The WHO recognizes four types of FGM. Type I is referred to as female circumcision and includes the removal of the prepuce (clitoral hood) (Ia) and usually the clitoris as well (Ib). Male circumcision includes removal of the prepuce (foreskin) and usually parts of or the whole frenulum.
The glans clitoris cannot be compared to the glans penis, the former being the size of a pea, and the latter being roughly the size of a crabapple. In addition, it is not the glans penis that triggers orgasm in men, but rather the frenulum, so removal of the frenulum is more comparable to removal of the clitoris than the glans penis.
Just as removal of the clitoris prevents a woman from experiencing a clitoral orgasm, removal of the frenulum prevents a man from experiencing what would be considered a normal orgasm for most men around the globe. Circumcised men must instead thrust harder to get enough stimulation for an orgasm.
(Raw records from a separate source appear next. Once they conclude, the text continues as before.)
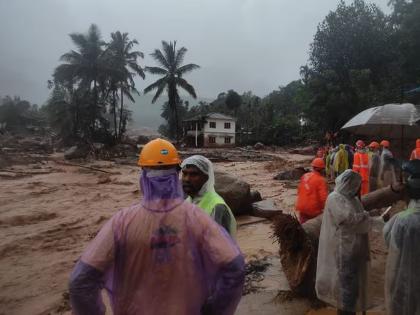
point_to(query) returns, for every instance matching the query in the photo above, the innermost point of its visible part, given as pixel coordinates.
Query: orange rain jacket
(361, 166)
(312, 194)
(415, 155)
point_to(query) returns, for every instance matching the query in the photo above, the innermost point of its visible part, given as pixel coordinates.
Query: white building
(211, 130)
Female circumcision (FGM Type I) and male circumcision are, therefore, the EXACT same in terms of severity, or rather the spectrum of severity that each includes, except for few instances where male circumcision is in fact worse.
Some instances of male circumcision remove almost all of the shaft skin and erections are painful or result in skin tears, bleeding, etc. Type II female genital mutilation is removal of the labia minora in addition to Type I. In these cases, male circumcision can be as bad as FGM Type II.
FGM Type III, the sewing shut of the labia majora, is comparable only to penile subincisions, the cutting open of the urethra lengthwise on the ventral side of the penis. Both affect fertility, sexual satisfaction, and hygiene comparably.
It is never the removal of the clitoris, it is only the removal of the clitoral glans. The clitoris is a large organ, of which only the glans and part of the shaft are visible. The clitoris extends from the visible portion to a point below the pubic bone. The clitoris is a complex structure, containing external and internal components. It consists of the glans (including the frenulum clitoridis, which is a frenulum on the under-surface of the glans and is created by the two medial parts of the labia minora), the clitoral body (which is composed of two erectile bodies known as the corpora cavernosa), two clitoral crura, the clitoral hood (formed by the labia minora) and the vestibular or clitoral bulbs. (https://en.wikipedia.org/wiki/Clitoris#General_structure_and_histological_evaluation)
Also, to confirm much of what you wrote (with which I agree): https://en.wikipedia.org/wiki/Foreskin#Functions
Most women who have had intercourse with whole men as well as with circumcised men find sex significantly more pleasurable with uncut men.